If he has told you that it is not a serious relationship, he has told you what he feels.
In essence, he doesn’t see you as a long-term dating prospect.
He is most likely not in love with you nor does he care about you the way you do him.
He has told you how he feels.
This is when the true test comes.
Can you accept that?
If you can, you will assess what you truly want out of this and move forward.
If you can’t, you will continue hoping that something changes.
You may hope that he changes his mind at some point.
You may even tell yourself that he is only telling you this because he hasn’t come to terms with his true feelings for you.
You may make yourself believe that his true feelings are that of love.
Perhaps you feel that he only needs a little more time to eventually accept the fact that he loves you and come around.
This is very dangerous.
This is you forcing yourself to believe something that is most likely not there.
The feelings that you hope for are simply that, hope.
This kind of hope is dangerous because it is not truly based on realistic evidence.
It is based on what you hope for and what you probably dream about from day to day.
The fact is, you can’t make him feel something for you that he doesn’t.
You just can’t.
If he has told you that it is not a serious relationship, it isn’t.
He has been honest with you.
Are you going to accept it?
This is where the problem tends to be.
When you are unwilling to accept what he has told you.
This is you finding ways to be in denial.
Since you may want more than what he is willing to offer, you begin to find ways to convince yourself that there is more to this than there really is.
Maybe you believe that he told you this due to a recent argument.
In essence, your reasoning is that he is reacting to the argument impulsively and doesn’t really mean what he said.
Well, you should really take a good hard look at the kind of relationship that you have had with him until this point.
Has he always been readily available?
Has he always communicated in a frequent and open fashion?
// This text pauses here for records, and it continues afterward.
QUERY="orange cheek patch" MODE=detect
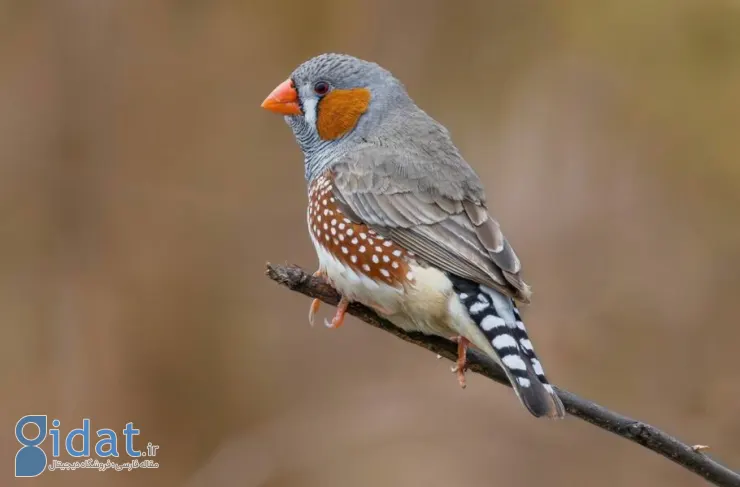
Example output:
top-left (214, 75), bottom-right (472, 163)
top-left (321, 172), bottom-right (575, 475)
top-left (316, 88), bottom-right (371, 140)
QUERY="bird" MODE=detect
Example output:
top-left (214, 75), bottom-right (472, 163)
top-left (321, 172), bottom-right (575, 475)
top-left (261, 53), bottom-right (565, 419)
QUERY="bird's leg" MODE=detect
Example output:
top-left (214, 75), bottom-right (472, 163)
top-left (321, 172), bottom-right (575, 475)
top-left (308, 270), bottom-right (326, 326)
top-left (450, 336), bottom-right (470, 389)
top-left (325, 296), bottom-right (350, 329)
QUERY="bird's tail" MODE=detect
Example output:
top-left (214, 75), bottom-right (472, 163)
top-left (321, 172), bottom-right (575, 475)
top-left (450, 276), bottom-right (565, 419)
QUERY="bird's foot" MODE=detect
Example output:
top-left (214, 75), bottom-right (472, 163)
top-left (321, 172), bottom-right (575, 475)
top-left (308, 270), bottom-right (326, 326)
top-left (324, 296), bottom-right (350, 329)
top-left (449, 336), bottom-right (470, 389)
top-left (308, 298), bottom-right (321, 327)
top-left (307, 270), bottom-right (350, 329)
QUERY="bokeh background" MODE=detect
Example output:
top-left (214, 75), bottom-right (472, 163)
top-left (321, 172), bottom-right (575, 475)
top-left (1, 1), bottom-right (739, 485)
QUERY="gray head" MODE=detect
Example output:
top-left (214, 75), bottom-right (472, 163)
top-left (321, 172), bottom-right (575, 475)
top-left (261, 53), bottom-right (417, 180)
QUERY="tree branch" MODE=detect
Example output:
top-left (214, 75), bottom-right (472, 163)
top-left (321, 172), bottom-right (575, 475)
top-left (265, 263), bottom-right (740, 487)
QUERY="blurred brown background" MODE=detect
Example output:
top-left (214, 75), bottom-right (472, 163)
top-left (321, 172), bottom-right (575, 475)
top-left (1, 0), bottom-right (739, 486)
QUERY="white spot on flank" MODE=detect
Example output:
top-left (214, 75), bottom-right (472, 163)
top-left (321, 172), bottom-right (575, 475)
top-left (382, 255), bottom-right (390, 263)
top-left (502, 355), bottom-right (527, 371)
top-left (323, 209), bottom-right (330, 216)
top-left (318, 215), bottom-right (322, 222)
top-left (339, 223), bottom-right (345, 230)
top-left (362, 264), bottom-right (371, 272)
top-left (324, 235), bottom-right (330, 242)
top-left (344, 218), bottom-right (351, 224)
top-left (531, 358), bottom-right (544, 376)
top-left (406, 271), bottom-right (414, 280)
top-left (359, 245), bottom-right (366, 253)
top-left (375, 246), bottom-right (382, 252)
top-left (391, 261), bottom-right (399, 269)
top-left (323, 223), bottom-right (328, 230)
top-left (347, 228), bottom-right (353, 236)
top-left (492, 334), bottom-right (518, 350)
top-left (331, 219), bottom-right (337, 226)
top-left (333, 238), bottom-right (338, 245)
top-left (341, 246), bottom-right (348, 254)
top-left (351, 238), bottom-right (358, 244)
top-left (459, 293), bottom-right (468, 300)
top-left (330, 197), bottom-right (335, 203)
top-left (322, 199), bottom-right (327, 205)
top-left (350, 255), bottom-right (357, 263)
top-left (383, 240), bottom-right (392, 247)
top-left (372, 255), bottom-right (379, 264)
top-left (360, 233), bottom-right (367, 240)
top-left (330, 228), bottom-right (336, 236)
top-left (469, 302), bottom-right (488, 314)
top-left (368, 238), bottom-right (374, 245)
top-left (393, 250), bottom-right (402, 257)
top-left (480, 315), bottom-right (506, 331)
top-left (380, 269), bottom-right (390, 277)
top-left (516, 377), bottom-right (531, 387)
top-left (338, 234), bottom-right (344, 241)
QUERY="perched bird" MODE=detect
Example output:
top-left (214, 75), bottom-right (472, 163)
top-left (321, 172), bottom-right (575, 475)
top-left (261, 53), bottom-right (565, 419)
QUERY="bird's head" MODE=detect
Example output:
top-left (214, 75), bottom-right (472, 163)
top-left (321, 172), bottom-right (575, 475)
top-left (261, 53), bottom-right (413, 180)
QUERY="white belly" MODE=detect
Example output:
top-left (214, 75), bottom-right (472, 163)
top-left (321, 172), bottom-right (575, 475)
top-left (312, 233), bottom-right (465, 339)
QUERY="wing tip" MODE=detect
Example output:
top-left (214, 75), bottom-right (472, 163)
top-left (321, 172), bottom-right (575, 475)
top-left (503, 270), bottom-right (532, 303)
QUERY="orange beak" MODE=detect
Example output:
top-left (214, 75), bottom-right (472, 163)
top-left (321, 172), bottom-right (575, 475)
top-left (261, 79), bottom-right (302, 115)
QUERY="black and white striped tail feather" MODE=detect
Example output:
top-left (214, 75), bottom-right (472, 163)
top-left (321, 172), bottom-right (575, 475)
top-left (449, 275), bottom-right (565, 419)
top-left (511, 306), bottom-right (553, 391)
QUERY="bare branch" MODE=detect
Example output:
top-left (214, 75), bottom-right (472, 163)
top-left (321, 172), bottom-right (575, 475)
top-left (265, 263), bottom-right (740, 487)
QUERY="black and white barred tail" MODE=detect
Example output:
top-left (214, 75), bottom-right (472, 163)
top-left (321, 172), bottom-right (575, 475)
top-left (449, 275), bottom-right (565, 419)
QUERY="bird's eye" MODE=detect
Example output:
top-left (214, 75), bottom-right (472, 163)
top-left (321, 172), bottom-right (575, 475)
top-left (313, 81), bottom-right (330, 96)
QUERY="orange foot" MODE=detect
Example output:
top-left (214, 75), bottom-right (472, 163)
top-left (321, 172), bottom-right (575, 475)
top-left (308, 298), bottom-right (321, 327)
top-left (449, 336), bottom-right (470, 389)
top-left (325, 296), bottom-right (350, 329)
top-left (307, 270), bottom-right (350, 329)
top-left (308, 270), bottom-right (326, 326)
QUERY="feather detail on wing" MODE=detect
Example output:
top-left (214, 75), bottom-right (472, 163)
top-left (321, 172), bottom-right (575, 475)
top-left (330, 151), bottom-right (532, 302)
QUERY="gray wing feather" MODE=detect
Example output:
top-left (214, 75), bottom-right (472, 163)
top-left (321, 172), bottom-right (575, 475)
top-left (331, 148), bottom-right (532, 302)
top-left (463, 200), bottom-right (522, 275)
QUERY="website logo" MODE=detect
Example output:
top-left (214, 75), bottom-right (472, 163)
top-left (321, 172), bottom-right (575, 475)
top-left (15, 415), bottom-right (159, 477)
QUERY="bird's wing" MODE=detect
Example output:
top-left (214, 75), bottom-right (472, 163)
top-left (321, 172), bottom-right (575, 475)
top-left (330, 147), bottom-right (531, 302)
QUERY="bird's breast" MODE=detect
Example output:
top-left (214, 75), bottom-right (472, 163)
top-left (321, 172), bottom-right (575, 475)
top-left (307, 172), bottom-right (414, 310)
top-left (305, 172), bottom-right (456, 337)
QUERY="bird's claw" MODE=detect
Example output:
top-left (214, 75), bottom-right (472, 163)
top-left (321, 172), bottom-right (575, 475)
top-left (308, 299), bottom-right (321, 327)
top-left (307, 270), bottom-right (326, 327)
top-left (450, 364), bottom-right (467, 389)
top-left (324, 296), bottom-right (350, 329)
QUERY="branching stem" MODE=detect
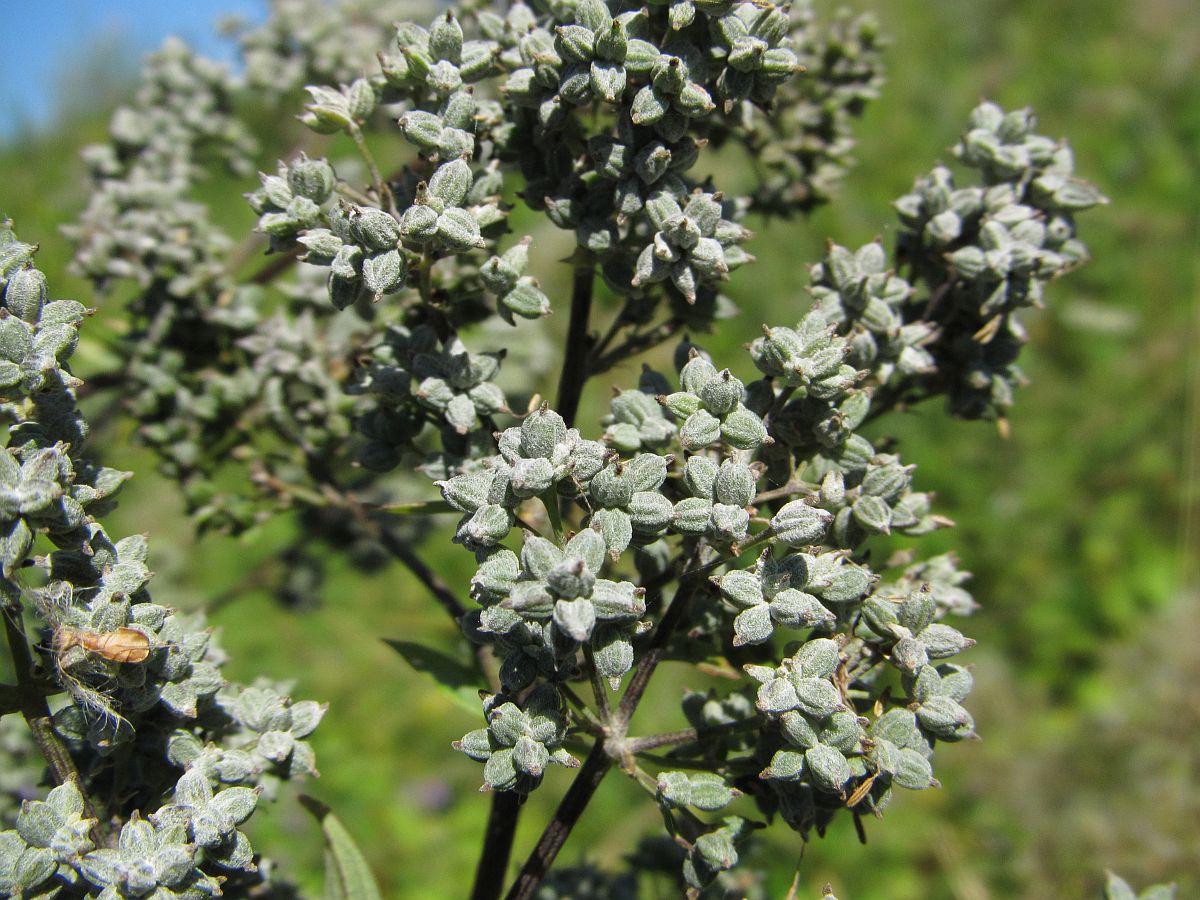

Has he always been open with you in terms of his likes and dislikes or what really makes him feel alive?
If you look back, you may notice that he hasn’t always been readily available.
He also may not have always communicated in a frequent and open fashion.
He may also have shown a degree of sensitivity and unwillingness when it came to opening up to you about what he likes, dislikes or really cares about.
These are all signs of a guy who has never been willing to take the relationship to the next level.
The evidence has probably always been there. You have just chosen to ignore them.